Il faut garder en tête est que les associations ne sont pas élues ! Elles ne représentent qu’elles-mêmes. Pour WWF, par extension, nous pouvons représenter les 400 000 donateurs, mais ça s’arrête là. Nous ne pouvons pas légiférer, seulement proposer des idées ; c’est aux députés et sénateurs de prendre le relais.
Quelles ont été les mesures les plus significatives pour la préservation des océans ces derniers mois ?
Parmi les mesures significatives prises récemment, la discussion BBNJ (Biodiversity Beyond National Jurisdiction) à l’ONU me vient à l’esprit. Son objectif était de définir la réglementation de la haute mer. WWF est beaucoup intervenu sur ce sujet et nous sommes satisfaits de la version finale de l’accord. Il permet notamment de protéger des aires marines en haute mer. Les États y envisageant une activité économique devront effectuer au préalable des études d’impacts et seront soumis au partage du bénéfice. Les États doivent maintenant ratifier cet accord, ce qui sera un enjeu crucial dans les prochains mois.

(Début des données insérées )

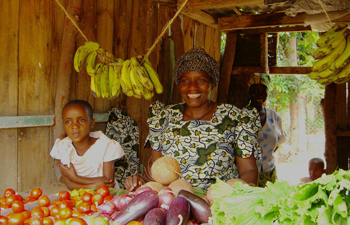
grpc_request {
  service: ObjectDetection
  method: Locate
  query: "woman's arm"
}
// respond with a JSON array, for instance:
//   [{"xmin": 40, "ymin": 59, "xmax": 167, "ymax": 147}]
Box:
[{"xmin": 236, "ymin": 154, "xmax": 258, "ymax": 186}]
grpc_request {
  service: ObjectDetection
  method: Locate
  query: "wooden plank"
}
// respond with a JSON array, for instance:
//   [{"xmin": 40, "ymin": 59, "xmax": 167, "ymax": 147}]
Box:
[
  {"xmin": 218, "ymin": 33, "xmax": 237, "ymax": 103},
  {"xmin": 17, "ymin": 0, "xmax": 56, "ymax": 191},
  {"xmin": 177, "ymin": 0, "xmax": 264, "ymax": 10},
  {"xmin": 181, "ymin": 9, "xmax": 219, "ymax": 29},
  {"xmin": 0, "ymin": 0, "xmax": 19, "ymax": 193},
  {"xmin": 335, "ymin": 83, "xmax": 347, "ymax": 130},
  {"xmin": 232, "ymin": 66, "xmax": 311, "ymax": 75},
  {"xmin": 218, "ymin": 13, "xmax": 350, "ymax": 32}
]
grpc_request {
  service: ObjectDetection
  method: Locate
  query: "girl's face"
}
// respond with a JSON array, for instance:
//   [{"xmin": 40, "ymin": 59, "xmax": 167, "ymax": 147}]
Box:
[
  {"xmin": 179, "ymin": 71, "xmax": 214, "ymax": 107},
  {"xmin": 62, "ymin": 105, "xmax": 95, "ymax": 143},
  {"xmin": 249, "ymin": 84, "xmax": 268, "ymax": 106}
]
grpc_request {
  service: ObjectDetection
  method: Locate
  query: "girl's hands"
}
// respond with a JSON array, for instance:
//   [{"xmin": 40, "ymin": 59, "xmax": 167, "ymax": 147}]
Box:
[{"xmin": 124, "ymin": 175, "xmax": 145, "ymax": 191}]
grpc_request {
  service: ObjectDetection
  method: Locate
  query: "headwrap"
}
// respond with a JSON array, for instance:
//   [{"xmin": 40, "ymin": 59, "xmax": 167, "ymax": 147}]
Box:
[
  {"xmin": 248, "ymin": 73, "xmax": 271, "ymax": 88},
  {"xmin": 173, "ymin": 48, "xmax": 220, "ymax": 86}
]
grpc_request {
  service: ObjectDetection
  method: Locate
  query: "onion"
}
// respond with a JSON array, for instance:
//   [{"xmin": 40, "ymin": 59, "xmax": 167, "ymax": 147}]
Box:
[
  {"xmin": 151, "ymin": 156, "xmax": 180, "ymax": 185},
  {"xmin": 97, "ymin": 201, "xmax": 116, "ymax": 216}
]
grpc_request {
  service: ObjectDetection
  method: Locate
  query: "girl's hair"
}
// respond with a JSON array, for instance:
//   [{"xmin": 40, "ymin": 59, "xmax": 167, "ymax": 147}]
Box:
[{"xmin": 62, "ymin": 99, "xmax": 93, "ymax": 119}]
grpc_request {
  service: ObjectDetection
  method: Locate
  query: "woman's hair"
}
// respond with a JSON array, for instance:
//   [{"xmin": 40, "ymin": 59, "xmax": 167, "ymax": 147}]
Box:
[{"xmin": 62, "ymin": 99, "xmax": 93, "ymax": 119}]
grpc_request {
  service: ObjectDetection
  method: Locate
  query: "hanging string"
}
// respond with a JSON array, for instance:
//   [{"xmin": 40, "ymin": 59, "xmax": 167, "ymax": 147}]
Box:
[
  {"xmin": 55, "ymin": 0, "xmax": 89, "ymax": 41},
  {"xmin": 318, "ymin": 0, "xmax": 333, "ymax": 26}
]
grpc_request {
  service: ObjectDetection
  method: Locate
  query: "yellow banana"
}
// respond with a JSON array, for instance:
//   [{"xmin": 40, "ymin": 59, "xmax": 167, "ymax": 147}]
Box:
[
  {"xmin": 143, "ymin": 58, "xmax": 163, "ymax": 94},
  {"xmin": 316, "ymin": 23, "xmax": 348, "ymax": 48},
  {"xmin": 312, "ymin": 37, "xmax": 346, "ymax": 72},
  {"xmin": 100, "ymin": 65, "xmax": 109, "ymax": 98},
  {"xmin": 131, "ymin": 57, "xmax": 153, "ymax": 91},
  {"xmin": 330, "ymin": 35, "xmax": 350, "ymax": 71},
  {"xmin": 74, "ymin": 41, "xmax": 100, "ymax": 72},
  {"xmin": 120, "ymin": 59, "xmax": 134, "ymax": 97}
]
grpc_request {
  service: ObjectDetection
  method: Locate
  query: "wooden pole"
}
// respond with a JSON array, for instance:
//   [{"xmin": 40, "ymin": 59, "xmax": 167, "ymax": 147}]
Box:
[{"xmin": 53, "ymin": 0, "xmax": 81, "ymax": 139}]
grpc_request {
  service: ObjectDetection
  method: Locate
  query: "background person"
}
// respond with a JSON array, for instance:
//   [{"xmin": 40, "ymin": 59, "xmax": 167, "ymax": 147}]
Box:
[
  {"xmin": 125, "ymin": 48, "xmax": 261, "ymax": 190},
  {"xmin": 50, "ymin": 100, "xmax": 124, "ymax": 190},
  {"xmin": 248, "ymin": 74, "xmax": 287, "ymax": 187}
]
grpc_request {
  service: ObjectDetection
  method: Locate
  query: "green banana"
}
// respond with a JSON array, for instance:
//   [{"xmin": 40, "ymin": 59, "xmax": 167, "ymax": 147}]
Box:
[
  {"xmin": 73, "ymin": 41, "xmax": 100, "ymax": 72},
  {"xmin": 312, "ymin": 39, "xmax": 346, "ymax": 72},
  {"xmin": 131, "ymin": 57, "xmax": 153, "ymax": 91},
  {"xmin": 100, "ymin": 65, "xmax": 109, "ymax": 98},
  {"xmin": 330, "ymin": 35, "xmax": 350, "ymax": 71},
  {"xmin": 316, "ymin": 23, "xmax": 348, "ymax": 48},
  {"xmin": 143, "ymin": 58, "xmax": 163, "ymax": 94},
  {"xmin": 120, "ymin": 59, "xmax": 134, "ymax": 97}
]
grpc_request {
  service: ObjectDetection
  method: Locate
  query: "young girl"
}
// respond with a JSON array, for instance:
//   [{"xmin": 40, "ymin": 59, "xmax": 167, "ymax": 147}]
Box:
[{"xmin": 50, "ymin": 100, "xmax": 124, "ymax": 190}]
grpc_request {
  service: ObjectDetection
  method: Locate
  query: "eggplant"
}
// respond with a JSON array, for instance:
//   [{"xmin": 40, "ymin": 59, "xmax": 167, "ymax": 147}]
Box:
[
  {"xmin": 165, "ymin": 196, "xmax": 190, "ymax": 225},
  {"xmin": 143, "ymin": 208, "xmax": 166, "ymax": 225},
  {"xmin": 114, "ymin": 191, "xmax": 159, "ymax": 225},
  {"xmin": 178, "ymin": 189, "xmax": 211, "ymax": 223}
]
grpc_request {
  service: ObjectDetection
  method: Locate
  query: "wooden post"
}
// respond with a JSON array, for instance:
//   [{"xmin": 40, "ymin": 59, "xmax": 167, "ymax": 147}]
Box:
[
  {"xmin": 218, "ymin": 33, "xmax": 237, "ymax": 103},
  {"xmin": 324, "ymin": 83, "xmax": 338, "ymax": 174}
]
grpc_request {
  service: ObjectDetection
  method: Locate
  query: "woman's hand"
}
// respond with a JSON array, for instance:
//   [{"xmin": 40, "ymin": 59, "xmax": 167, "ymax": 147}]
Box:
[{"xmin": 124, "ymin": 175, "xmax": 145, "ymax": 191}]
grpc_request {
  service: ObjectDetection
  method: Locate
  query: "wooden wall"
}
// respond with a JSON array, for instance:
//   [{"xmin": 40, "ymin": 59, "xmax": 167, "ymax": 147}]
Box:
[{"xmin": 0, "ymin": 0, "xmax": 221, "ymax": 193}]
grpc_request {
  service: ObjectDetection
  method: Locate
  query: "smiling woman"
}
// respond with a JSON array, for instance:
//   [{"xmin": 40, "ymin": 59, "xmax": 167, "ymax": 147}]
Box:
[{"xmin": 125, "ymin": 48, "xmax": 260, "ymax": 190}]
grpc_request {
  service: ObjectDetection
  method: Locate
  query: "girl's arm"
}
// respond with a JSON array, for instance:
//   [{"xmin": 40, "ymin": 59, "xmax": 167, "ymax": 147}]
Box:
[{"xmin": 236, "ymin": 154, "xmax": 258, "ymax": 186}]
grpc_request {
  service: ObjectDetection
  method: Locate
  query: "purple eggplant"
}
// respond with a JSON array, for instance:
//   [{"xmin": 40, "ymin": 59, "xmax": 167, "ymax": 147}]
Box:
[
  {"xmin": 113, "ymin": 191, "xmax": 159, "ymax": 225},
  {"xmin": 143, "ymin": 208, "xmax": 166, "ymax": 225},
  {"xmin": 178, "ymin": 189, "xmax": 211, "ymax": 223},
  {"xmin": 165, "ymin": 196, "xmax": 190, "ymax": 225}
]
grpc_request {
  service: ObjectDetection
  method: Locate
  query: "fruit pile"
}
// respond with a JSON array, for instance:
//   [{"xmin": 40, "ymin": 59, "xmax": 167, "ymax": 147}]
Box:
[
  {"xmin": 309, "ymin": 23, "xmax": 350, "ymax": 85},
  {"xmin": 74, "ymin": 41, "xmax": 163, "ymax": 100}
]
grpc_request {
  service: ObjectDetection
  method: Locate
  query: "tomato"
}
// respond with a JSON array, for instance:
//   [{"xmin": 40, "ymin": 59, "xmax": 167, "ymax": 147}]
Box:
[
  {"xmin": 11, "ymin": 200, "xmax": 24, "ymax": 213},
  {"xmin": 8, "ymin": 213, "xmax": 25, "ymax": 225},
  {"xmin": 21, "ymin": 210, "xmax": 31, "ymax": 219},
  {"xmin": 38, "ymin": 195, "xmax": 50, "ymax": 206},
  {"xmin": 4, "ymin": 188, "xmax": 16, "ymax": 198},
  {"xmin": 30, "ymin": 188, "xmax": 43, "ymax": 199},
  {"xmin": 24, "ymin": 196, "xmax": 36, "ymax": 204},
  {"xmin": 58, "ymin": 191, "xmax": 71, "ymax": 200},
  {"xmin": 81, "ymin": 192, "xmax": 93, "ymax": 204},
  {"xmin": 96, "ymin": 185, "xmax": 111, "ymax": 197},
  {"xmin": 91, "ymin": 194, "xmax": 103, "ymax": 205},
  {"xmin": 31, "ymin": 206, "xmax": 44, "ymax": 218},
  {"xmin": 58, "ymin": 208, "xmax": 72, "ymax": 220},
  {"xmin": 68, "ymin": 218, "xmax": 87, "ymax": 225},
  {"xmin": 5, "ymin": 194, "xmax": 17, "ymax": 207}
]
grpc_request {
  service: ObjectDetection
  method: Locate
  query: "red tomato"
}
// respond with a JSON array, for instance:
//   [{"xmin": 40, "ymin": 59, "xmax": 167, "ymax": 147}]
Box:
[
  {"xmin": 4, "ymin": 188, "xmax": 16, "ymax": 198},
  {"xmin": 30, "ymin": 188, "xmax": 43, "ymax": 199},
  {"xmin": 81, "ymin": 192, "xmax": 92, "ymax": 204},
  {"xmin": 8, "ymin": 213, "xmax": 25, "ymax": 225},
  {"xmin": 68, "ymin": 218, "xmax": 87, "ymax": 225},
  {"xmin": 38, "ymin": 195, "xmax": 50, "ymax": 206},
  {"xmin": 58, "ymin": 208, "xmax": 72, "ymax": 220},
  {"xmin": 11, "ymin": 200, "xmax": 24, "ymax": 213},
  {"xmin": 91, "ymin": 194, "xmax": 103, "ymax": 205},
  {"xmin": 58, "ymin": 191, "xmax": 71, "ymax": 200},
  {"xmin": 96, "ymin": 185, "xmax": 110, "ymax": 197}
]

Avec Le Naufrage de Venise, Isabelle Autissier nous invite à “sortir du déni” face à la montée des océans. Stock, 11 mai 2022, 200 pages.
Quels sont au contraire les plus grands risques encourus ?

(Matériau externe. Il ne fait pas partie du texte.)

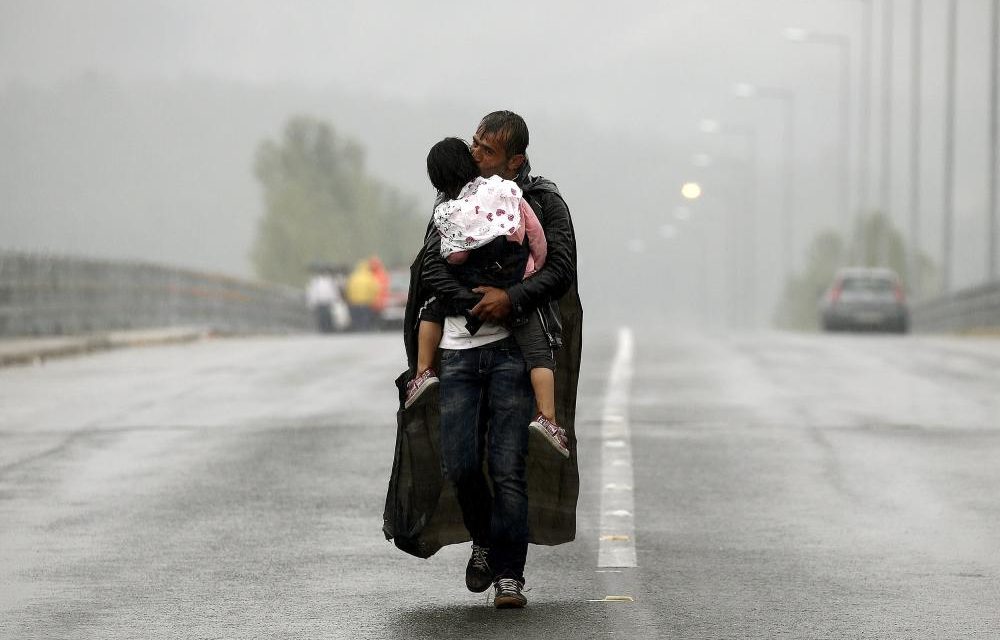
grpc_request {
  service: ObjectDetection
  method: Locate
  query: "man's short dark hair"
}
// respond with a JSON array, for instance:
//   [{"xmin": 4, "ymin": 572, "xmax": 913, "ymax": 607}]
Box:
[
  {"xmin": 427, "ymin": 138, "xmax": 479, "ymax": 200},
  {"xmin": 476, "ymin": 111, "xmax": 528, "ymax": 158}
]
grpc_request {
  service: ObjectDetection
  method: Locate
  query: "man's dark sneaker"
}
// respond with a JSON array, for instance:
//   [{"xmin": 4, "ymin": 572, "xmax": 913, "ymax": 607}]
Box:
[
  {"xmin": 465, "ymin": 542, "xmax": 493, "ymax": 593},
  {"xmin": 403, "ymin": 369, "xmax": 438, "ymax": 409},
  {"xmin": 493, "ymin": 578, "xmax": 528, "ymax": 609}
]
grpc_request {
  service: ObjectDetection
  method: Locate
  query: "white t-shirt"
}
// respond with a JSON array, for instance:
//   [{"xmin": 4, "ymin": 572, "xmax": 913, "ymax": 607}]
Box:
[{"xmin": 440, "ymin": 316, "xmax": 510, "ymax": 349}]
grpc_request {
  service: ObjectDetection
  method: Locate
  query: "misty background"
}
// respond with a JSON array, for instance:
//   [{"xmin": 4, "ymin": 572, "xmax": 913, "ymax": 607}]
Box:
[{"xmin": 0, "ymin": 0, "xmax": 990, "ymax": 326}]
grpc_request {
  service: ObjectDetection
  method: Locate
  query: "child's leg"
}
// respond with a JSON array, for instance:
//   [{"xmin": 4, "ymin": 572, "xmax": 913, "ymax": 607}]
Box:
[
  {"xmin": 531, "ymin": 367, "xmax": 556, "ymax": 422},
  {"xmin": 417, "ymin": 320, "xmax": 444, "ymax": 375}
]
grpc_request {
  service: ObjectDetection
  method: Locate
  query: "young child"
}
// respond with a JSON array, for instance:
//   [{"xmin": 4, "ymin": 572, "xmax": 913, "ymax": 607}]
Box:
[{"xmin": 404, "ymin": 138, "xmax": 569, "ymax": 458}]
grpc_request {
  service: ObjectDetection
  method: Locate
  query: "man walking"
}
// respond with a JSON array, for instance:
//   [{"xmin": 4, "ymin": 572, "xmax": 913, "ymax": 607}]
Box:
[{"xmin": 421, "ymin": 111, "xmax": 582, "ymax": 608}]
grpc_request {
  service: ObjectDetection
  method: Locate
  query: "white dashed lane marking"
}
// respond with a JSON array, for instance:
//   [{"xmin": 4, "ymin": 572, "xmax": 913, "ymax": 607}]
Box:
[{"xmin": 597, "ymin": 328, "xmax": 636, "ymax": 567}]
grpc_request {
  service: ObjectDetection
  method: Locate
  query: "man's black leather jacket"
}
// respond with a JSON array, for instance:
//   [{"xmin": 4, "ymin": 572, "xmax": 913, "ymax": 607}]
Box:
[{"xmin": 414, "ymin": 170, "xmax": 576, "ymax": 355}]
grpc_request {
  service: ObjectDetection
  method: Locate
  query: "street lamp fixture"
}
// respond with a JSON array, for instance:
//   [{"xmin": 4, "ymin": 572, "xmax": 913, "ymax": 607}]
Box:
[{"xmin": 681, "ymin": 182, "xmax": 701, "ymax": 200}]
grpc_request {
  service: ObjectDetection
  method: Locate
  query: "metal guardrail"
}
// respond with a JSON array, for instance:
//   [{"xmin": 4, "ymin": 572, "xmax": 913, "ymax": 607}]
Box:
[
  {"xmin": 910, "ymin": 282, "xmax": 1000, "ymax": 333},
  {"xmin": 0, "ymin": 252, "xmax": 313, "ymax": 336}
]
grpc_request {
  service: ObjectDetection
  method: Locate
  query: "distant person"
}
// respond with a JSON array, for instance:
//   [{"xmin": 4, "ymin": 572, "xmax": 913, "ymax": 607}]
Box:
[
  {"xmin": 306, "ymin": 269, "xmax": 340, "ymax": 333},
  {"xmin": 346, "ymin": 260, "xmax": 381, "ymax": 331},
  {"xmin": 405, "ymin": 138, "xmax": 569, "ymax": 458}
]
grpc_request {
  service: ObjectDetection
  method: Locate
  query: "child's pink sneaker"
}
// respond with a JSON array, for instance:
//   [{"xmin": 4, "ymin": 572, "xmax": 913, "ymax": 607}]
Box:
[
  {"xmin": 528, "ymin": 413, "xmax": 569, "ymax": 458},
  {"xmin": 403, "ymin": 368, "xmax": 439, "ymax": 409}
]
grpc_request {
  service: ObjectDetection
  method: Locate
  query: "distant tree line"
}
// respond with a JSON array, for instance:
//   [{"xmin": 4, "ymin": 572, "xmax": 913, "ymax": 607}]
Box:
[
  {"xmin": 251, "ymin": 116, "xmax": 426, "ymax": 286},
  {"xmin": 774, "ymin": 213, "xmax": 941, "ymax": 330}
]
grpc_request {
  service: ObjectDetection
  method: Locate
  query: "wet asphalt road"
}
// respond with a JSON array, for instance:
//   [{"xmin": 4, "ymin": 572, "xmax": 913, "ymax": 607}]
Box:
[{"xmin": 0, "ymin": 331, "xmax": 1000, "ymax": 640}]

Concernant les menaces, la question des grands fonds a été un point de concentration important : nous avons bataillé avec les cabinets adéquats pour obtenir l’interdiction de l’exploitation des grands fonds par la France3. C’est une grande fierté d’en être arrivé là. L’organisme de l’ONU qui supervise ces espaces et délivre les permis de recherche est sous l’influence de pays ayant des intérêts forts. Je crains que la juridiction commence à octroyer des permis sous prétexte de besoin en minerais et matériaux présents sur ces grands fonds. Quand on connaît l’unicité de ces écosystèmes où la vie se développe malgré la pression de l’eau démentielle et l’absence de lumière, on ne peut que se sentir concerné par le risque encouru. Ces systèmes écologiques sont des trésors d’ingénierie.

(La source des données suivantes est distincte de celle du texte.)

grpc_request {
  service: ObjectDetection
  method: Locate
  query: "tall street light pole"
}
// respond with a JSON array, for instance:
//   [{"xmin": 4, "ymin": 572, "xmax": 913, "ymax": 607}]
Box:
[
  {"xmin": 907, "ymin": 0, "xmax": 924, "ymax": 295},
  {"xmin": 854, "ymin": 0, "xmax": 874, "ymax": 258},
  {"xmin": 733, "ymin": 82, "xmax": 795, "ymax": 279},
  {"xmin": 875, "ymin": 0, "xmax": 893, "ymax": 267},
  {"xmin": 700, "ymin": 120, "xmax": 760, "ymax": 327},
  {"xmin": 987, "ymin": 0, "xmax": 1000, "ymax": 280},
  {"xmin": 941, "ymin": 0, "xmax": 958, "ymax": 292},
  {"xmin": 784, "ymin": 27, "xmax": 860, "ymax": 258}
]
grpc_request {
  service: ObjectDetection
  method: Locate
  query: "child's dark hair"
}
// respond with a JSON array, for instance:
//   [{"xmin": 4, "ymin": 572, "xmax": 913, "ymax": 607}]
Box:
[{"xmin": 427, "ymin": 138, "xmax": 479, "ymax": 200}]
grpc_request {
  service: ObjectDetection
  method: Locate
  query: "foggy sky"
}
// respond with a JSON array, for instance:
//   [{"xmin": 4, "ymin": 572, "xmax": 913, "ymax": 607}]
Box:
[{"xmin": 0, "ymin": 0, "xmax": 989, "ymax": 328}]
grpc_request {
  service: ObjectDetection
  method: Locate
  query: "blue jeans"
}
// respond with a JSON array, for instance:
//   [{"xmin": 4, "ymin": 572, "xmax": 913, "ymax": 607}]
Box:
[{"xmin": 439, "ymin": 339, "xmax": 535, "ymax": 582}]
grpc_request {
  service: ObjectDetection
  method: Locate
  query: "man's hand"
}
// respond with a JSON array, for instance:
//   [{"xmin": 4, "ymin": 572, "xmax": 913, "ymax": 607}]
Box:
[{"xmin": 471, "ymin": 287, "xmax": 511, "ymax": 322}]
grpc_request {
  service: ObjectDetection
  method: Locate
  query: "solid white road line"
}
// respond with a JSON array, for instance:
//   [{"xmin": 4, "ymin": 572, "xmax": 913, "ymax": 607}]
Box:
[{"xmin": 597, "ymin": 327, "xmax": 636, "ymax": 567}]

La question de l’indépendance alimentaire des populations doit nous alerter. Les prémices sont déjà là avec une surpêche évidente pour compenser la raréfaction des ressources. Si on atteint +2°C de réchauffement, les coraux disparaissent, entraînant avec eux la chaîne alimentaire dont ils sont la base. Ce sont 1,5 milliard de personnes qui seraient ainsi concernées.
Quel message souhaiteriez-vous faire passer à notre lectorat ?
Le monde a absolument besoin de vous, mais il ne faut pas se croire tout-puissant. On doit résoudre une grande quantité de problèmes, trouver de nouvelles méthodes et des conceptions techniques novatrices, c’est évident. Néanmoins, la pure technicité ne résoudra pas le problème du climat, il faut réduire les consommations. Certains paradigmes comme celui de l’avion à tout bout de champ doivent être abandonnés. La France est tenue de former des ingénieurs qui ont la tête bien faite et qui trouveront les changements de société dont nous avons besoin. Vous devez être conscients et à la hauteur de la place que vous avez dans la société.